Type 1 diabetes (T1D) is a multifactorial autoimmune T-cell-mediated disease resulting from selective destruction of the insulin producing β cells in the pancreatic islets, leading to an absolute insulin deficiency. The risk of developing T1D is determined by a complex interaction between multiple genetic and environmental factors. Although susceptibility to disease is strongly associated with alleles in the major histocompatibility complex (MHC) [1, 2], there are more than 20 putative T1D susceptibility regions identified by linkage and association studies [3, 4]. At present, several non-MHC susceptibility loci with modest genetic effects have been clearly defined. However, it is well known that many non-MHC loci predisposing to T1D remain as yet undefined [5].

Type 1 diabetes is a chronic degenerative disease, with altered metabolism characterized by hyperglycemia and ketoacidosis and T1D patients depend on exogenous insulin to sustain life.
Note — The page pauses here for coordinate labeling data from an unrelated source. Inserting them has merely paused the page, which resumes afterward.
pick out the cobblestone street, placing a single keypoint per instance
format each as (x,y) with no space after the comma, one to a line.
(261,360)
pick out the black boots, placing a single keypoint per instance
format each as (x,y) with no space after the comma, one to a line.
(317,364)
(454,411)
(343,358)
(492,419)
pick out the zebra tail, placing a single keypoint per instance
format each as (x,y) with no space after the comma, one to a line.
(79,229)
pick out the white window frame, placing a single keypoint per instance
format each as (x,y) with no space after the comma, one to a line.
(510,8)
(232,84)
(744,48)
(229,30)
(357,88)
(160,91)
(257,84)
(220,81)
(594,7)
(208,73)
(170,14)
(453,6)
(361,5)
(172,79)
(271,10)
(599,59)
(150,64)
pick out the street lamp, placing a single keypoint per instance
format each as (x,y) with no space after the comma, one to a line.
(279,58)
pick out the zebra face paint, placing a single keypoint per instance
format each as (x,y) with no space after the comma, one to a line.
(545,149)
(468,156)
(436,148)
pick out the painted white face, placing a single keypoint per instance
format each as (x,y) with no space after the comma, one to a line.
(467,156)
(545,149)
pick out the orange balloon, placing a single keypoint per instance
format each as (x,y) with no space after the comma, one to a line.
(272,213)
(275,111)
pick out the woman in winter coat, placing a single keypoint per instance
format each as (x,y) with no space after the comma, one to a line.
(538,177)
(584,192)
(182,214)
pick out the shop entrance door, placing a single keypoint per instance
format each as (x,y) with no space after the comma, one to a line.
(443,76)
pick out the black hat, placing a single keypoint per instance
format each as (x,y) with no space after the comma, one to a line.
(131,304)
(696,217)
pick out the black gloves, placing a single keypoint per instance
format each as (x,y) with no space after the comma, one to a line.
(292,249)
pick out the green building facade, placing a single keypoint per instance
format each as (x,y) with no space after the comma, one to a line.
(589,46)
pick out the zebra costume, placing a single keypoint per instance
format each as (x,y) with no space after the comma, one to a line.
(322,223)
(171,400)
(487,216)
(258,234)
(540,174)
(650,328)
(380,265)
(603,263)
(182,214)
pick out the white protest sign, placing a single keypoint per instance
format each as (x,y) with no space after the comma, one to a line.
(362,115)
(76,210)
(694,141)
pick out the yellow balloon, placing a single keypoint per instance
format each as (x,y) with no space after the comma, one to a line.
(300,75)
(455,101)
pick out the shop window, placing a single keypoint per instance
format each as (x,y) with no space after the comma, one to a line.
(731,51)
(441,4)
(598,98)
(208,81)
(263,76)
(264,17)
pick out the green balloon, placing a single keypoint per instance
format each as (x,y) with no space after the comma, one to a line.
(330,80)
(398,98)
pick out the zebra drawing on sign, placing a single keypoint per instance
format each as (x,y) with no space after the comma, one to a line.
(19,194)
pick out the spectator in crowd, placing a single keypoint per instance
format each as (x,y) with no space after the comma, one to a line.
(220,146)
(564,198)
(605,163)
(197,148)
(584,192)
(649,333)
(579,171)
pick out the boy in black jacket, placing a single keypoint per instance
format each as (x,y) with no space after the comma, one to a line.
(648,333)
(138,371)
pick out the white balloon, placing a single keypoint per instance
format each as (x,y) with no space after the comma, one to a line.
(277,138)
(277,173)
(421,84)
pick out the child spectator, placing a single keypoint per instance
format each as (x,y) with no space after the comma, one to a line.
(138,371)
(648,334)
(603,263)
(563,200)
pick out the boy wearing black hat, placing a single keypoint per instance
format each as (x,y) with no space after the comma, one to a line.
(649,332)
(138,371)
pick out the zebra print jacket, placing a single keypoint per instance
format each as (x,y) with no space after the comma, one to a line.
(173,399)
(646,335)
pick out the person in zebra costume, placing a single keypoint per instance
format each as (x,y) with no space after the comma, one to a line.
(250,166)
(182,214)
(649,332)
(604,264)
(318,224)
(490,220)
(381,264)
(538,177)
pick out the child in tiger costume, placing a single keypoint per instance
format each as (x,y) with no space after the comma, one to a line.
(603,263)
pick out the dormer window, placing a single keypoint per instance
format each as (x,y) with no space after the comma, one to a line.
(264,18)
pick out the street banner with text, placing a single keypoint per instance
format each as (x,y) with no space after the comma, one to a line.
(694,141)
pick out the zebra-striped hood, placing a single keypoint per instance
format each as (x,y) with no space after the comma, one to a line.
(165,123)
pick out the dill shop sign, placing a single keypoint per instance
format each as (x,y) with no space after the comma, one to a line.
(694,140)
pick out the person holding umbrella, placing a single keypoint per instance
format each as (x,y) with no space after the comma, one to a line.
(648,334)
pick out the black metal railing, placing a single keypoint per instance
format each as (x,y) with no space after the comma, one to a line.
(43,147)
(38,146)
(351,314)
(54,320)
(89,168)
The role of the carnitine system in cell metabolism is mainly known in the mitochondria, where the interaction between fatty acid and glucose metabolism is fundamental for cell energy production [6, 7]. However, carnitine not only contributes to the transport of activated long-chain fatty acids into mitochondria for β-oxidation, but it also increases the sensitivity of cells to insulin [8]. Decreased plasma carnitine levels have been reported in patients with type 2 diabetes [911] and some studies have investigated the carnitine status in T1D, finding similar results [1215].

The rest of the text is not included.